I don't have my own really, but often repeat a friend's marriage motto to myself to stay sane: "minimize contact, minimize contact." 

What's your funny marriage motto? Maybe we can all borrow each others'.


----------



## Coffee Amore

My husband's motto is "We're a team...there's no I or U in team, but definitely T & A."


----------



## Convection

In my signature block: "Two against the world." No matter what happens, we'll face it down together.

I often tell her that even something bad happened and if we end up homeless and living in a box, at least we'd be together. She laughs and tells me it better be a nice box.


----------



## SimplyAmorous

My husband a # of times has said* : * he wants to "grow old with me so we're rocking in our Rocking chairs together".....and I tell him he better still me Rockin' me  till he hits dirt... or he might have to deal with this >>







(ha ha just kidding)....I always add how we'll be reminiscing back to these GLORY days, our WILD spell in mid life...and it should give us lots of laughs...


----------



## diwali123

Those who say you should only have sex with someone you love have never been married.


----------



## Mavash.

You can be right or you can be happy. Pick one.


----------



## CharlieParker

It's not just all about the sex, right?


----------



## TikiKeen

Don't talk before coffee: Fvck instead.


----------



## romantic_guy

Yes dear.
You are right and I am wrong.
I'd love to go shopping.

:rofl:


----------



## bevixnz

"We may not have it all together, but together we have it all"


----------



## john117

Better marriage thru warfare

Marital happiness is proportional to the amount of square feet separating the spouses.

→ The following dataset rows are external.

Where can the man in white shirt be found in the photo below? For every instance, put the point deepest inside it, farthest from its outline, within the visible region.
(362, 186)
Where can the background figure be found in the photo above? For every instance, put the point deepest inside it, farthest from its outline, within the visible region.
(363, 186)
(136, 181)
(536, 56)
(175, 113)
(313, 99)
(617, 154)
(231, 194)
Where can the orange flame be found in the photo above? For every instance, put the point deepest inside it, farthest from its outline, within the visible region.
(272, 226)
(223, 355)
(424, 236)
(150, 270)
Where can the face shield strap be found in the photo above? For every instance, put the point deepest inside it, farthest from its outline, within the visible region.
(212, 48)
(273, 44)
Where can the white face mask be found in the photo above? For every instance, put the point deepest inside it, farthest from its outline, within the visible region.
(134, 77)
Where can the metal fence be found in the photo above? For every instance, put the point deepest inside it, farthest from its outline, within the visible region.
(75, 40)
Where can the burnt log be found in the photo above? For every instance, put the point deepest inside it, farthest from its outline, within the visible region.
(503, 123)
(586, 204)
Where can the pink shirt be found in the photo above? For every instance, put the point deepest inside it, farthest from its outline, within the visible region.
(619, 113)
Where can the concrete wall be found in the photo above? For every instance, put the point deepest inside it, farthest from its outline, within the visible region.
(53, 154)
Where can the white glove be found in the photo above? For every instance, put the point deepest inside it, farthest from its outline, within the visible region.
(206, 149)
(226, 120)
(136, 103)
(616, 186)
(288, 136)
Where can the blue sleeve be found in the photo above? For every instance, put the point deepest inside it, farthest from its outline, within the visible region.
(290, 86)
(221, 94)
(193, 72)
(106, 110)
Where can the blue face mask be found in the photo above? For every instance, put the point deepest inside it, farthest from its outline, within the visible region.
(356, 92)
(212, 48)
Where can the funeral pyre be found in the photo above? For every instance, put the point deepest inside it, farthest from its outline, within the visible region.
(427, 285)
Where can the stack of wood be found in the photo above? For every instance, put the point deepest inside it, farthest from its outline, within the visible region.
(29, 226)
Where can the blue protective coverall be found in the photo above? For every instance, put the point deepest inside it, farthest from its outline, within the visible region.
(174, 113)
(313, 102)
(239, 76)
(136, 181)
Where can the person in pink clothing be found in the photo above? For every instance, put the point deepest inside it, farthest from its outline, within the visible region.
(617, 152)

Oh, the fun of being married to someone with BPD  - quote 2 explains the mansion...


----------



## LadyDee

"If only we knew then what we know now ... it is what it is"


----------



## hambone

My wife is so good... She has the art of being a woman down. She can convince me to do what she wants to do... and end up having me think it was my idea to begin with and she's congratulating me on being so smart!!!

Happy wife= happy life.


----------



## hambone

romantic_guy said:


> Yes dear.
> You are right and I am wrong.
> I'd love to go shopping.
> 
> :rofl:


Three things you'll never hear a real man say.

"I don't want to do none of that stuff... can't we just lay her and cuddle?"

"I'm bored... HEY!!! You want to go to the mall and shop for shoe's?

"I think...... maybe... we might be..... lost.. I'm gonna stop and ask directions!"


----------